Non si deve pensare che il gladiatore rischiasse continuamente di morire. Ogni combattente affrontava i munera non più di due o tre volte all’anno e talvolta, anche in caso di sconfitta, poteva essere risparmiato (missus). Quando uno dei due combattenti si arrendeva, era infatti l’editor, il magistrato che aveva indetto il munus, che poteva essere anche influenzato dalle grida della folla, a decidere se doveva essere iugulatus (sgozzato) oppure no, e la scelta poteva anche essere quella di risparmiare la vita.
Ovviamente i rischi restavano alti. Talvolta venivano indetti munera sine missione, cioè senza salvezza: lo sconfitto andava comunque ucciso e soprattutto la morte potevo arrivare durante il combattimento, prima di giungere alla sentenza finale. Non solo il momento del combattimento, ma l’intera giornata dei munera provocava la massima tensione. Nell’attesa di entrare in scena infatti, i gladiatori aspettavano il loro turno nei sotterranei. Si è detto dell’ampio apparato di corridoi, ambienti, alloggiamenti per scale e montacarichi che nella fase di costruzione domizianea (81-96 d.C.) furono ricavati sotto l’arena del Colosseo.
Oggi li vediamo scoperti, ma in antico erano coperti da un tavolato su cui si gettava sabbia (da cui il nome “arena”) che costituiva il terreno dei giochi. Immaginiamo i gladiatori in attesa là sotto: non solo avevano, presumibilmente, problemi di temperatura e di mancanza d’aria, ma tra urla, tonfi e altri rumori terribili, si vedevano cadere dall’alto la sabbia e il sangue delle numerose uccisioni che penetravano dagli interstizi. Una situazione psicologicamente insopportabile.
Fra le aree ora visitabili, ve ne è una particolarmente significativa per capire la dura condizione del gladiatore: la porta Libitinaria (dal nome di Venere Libitina, la dea romana preposta alle onoranze funebri), attraverso cui i cadaveri dei combattenti venivano portati fuori dall’arena, non senza essere stati prima trafitti al collo con un ferro rovente, per verificare che nessuno fingesse di essere morto!
Non tutte le parti del Colosseo che si sono aggiunte di recente ai percorsi tradizionali sono riferibili a situazioni così cupe.

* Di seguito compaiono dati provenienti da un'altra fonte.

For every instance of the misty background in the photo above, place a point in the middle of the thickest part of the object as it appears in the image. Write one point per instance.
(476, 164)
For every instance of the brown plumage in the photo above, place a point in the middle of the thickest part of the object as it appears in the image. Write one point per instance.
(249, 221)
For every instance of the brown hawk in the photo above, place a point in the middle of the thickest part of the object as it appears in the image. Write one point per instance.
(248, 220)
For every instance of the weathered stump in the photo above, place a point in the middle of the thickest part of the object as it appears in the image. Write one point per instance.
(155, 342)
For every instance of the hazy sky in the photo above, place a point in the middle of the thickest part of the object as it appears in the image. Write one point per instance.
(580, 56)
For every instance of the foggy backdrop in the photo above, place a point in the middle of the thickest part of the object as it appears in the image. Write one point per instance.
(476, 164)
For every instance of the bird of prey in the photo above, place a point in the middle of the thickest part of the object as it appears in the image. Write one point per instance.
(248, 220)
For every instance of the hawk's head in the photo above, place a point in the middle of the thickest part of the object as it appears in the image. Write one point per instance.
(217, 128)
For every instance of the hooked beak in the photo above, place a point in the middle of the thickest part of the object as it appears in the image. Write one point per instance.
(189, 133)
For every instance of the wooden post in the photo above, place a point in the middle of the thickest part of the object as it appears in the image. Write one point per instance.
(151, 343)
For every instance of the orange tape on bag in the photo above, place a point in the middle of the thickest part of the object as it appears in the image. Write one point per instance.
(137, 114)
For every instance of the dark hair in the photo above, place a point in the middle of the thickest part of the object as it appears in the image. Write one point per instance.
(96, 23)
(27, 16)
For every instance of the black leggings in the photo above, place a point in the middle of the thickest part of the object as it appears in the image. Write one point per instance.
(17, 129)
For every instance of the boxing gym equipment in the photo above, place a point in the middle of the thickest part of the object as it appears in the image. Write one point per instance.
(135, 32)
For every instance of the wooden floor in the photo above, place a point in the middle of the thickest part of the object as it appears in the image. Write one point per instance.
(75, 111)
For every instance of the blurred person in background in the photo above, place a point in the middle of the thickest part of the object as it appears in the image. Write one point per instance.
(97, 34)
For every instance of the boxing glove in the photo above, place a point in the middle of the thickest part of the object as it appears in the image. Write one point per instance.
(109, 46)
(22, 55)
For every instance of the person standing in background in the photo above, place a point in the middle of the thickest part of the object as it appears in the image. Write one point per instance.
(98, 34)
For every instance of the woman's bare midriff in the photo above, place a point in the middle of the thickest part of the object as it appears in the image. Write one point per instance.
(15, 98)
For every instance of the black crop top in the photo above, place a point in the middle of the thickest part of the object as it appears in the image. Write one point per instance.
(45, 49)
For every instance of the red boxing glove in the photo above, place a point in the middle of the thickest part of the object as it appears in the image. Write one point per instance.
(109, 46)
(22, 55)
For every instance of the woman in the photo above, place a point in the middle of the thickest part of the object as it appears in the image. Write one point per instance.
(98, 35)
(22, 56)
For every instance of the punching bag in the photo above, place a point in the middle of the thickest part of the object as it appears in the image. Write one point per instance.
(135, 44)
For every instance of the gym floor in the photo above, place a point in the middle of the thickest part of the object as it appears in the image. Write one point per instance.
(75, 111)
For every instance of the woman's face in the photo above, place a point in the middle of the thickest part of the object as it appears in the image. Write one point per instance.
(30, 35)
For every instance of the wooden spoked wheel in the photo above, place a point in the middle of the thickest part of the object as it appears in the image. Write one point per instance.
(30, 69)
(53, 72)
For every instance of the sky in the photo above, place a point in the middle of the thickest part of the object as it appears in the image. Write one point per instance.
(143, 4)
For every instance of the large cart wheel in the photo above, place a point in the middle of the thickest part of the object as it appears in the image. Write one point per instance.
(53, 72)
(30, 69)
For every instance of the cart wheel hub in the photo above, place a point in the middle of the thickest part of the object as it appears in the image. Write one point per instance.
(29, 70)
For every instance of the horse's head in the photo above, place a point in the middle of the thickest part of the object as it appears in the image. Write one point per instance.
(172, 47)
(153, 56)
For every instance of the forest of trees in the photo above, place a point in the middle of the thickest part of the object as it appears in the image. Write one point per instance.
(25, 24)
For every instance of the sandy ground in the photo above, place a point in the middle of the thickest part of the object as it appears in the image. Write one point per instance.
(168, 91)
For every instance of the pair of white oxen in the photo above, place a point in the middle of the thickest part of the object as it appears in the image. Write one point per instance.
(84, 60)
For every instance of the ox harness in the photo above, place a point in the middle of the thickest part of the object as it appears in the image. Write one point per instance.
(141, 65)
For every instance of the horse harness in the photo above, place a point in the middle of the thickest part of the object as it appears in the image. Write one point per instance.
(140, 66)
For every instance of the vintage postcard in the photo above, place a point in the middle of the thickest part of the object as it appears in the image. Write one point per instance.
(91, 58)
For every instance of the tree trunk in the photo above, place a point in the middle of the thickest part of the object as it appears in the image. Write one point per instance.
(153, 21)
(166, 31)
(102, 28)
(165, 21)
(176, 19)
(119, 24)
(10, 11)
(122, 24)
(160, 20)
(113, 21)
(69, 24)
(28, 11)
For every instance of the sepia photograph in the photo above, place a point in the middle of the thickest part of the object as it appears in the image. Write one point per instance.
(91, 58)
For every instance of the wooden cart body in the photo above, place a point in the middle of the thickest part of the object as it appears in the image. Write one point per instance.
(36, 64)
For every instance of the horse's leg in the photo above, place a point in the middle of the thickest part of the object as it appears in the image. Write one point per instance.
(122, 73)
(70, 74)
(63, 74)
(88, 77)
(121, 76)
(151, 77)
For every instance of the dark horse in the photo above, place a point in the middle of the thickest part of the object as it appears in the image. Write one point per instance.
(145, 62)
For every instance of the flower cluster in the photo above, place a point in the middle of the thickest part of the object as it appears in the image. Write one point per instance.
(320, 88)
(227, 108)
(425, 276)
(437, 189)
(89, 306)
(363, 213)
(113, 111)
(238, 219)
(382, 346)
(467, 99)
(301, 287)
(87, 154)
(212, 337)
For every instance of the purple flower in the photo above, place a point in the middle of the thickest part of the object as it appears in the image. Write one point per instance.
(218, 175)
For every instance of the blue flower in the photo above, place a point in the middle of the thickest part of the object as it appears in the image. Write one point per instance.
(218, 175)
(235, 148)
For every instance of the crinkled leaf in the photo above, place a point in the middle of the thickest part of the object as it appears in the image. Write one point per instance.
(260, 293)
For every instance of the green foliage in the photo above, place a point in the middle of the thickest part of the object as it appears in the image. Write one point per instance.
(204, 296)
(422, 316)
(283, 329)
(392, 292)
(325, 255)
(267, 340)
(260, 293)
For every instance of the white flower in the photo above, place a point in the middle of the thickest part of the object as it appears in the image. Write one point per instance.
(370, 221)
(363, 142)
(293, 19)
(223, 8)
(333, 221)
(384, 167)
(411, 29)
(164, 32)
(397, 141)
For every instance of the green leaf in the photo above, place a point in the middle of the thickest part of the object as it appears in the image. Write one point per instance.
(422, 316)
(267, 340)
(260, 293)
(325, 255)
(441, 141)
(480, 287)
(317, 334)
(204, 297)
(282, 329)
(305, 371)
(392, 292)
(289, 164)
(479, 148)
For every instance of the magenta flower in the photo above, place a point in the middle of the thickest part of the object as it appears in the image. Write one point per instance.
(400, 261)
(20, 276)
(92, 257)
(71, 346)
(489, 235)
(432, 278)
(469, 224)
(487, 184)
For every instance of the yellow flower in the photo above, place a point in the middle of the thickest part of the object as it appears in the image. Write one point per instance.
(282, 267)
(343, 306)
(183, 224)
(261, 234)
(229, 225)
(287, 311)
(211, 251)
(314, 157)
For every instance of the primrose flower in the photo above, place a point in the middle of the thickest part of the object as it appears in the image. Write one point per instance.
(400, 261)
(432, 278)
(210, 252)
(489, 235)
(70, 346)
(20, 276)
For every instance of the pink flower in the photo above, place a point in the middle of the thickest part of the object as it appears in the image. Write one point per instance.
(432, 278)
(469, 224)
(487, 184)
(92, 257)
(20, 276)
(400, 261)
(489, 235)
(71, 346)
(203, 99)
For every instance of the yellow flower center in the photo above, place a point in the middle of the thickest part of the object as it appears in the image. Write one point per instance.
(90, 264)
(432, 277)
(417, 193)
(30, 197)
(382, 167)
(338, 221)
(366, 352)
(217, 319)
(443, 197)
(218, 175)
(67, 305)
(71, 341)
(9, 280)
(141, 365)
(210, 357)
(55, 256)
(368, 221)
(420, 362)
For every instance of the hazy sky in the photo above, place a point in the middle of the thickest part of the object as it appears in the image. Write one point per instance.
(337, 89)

Anzi, a quota 33 m si può entrare nel settore superstite del terzo ordine delle gradinate, che fu fatto costruire da Domiziano: sia all’interno che all’esterno la visuale è davvero splendida, così come doveva esserlo per gli spettatori antichi. Qui erano radunate soprattutto le donne, perché proprio a loro erano assegnate, fin dai tempi di Tito, le file di posti più in alto.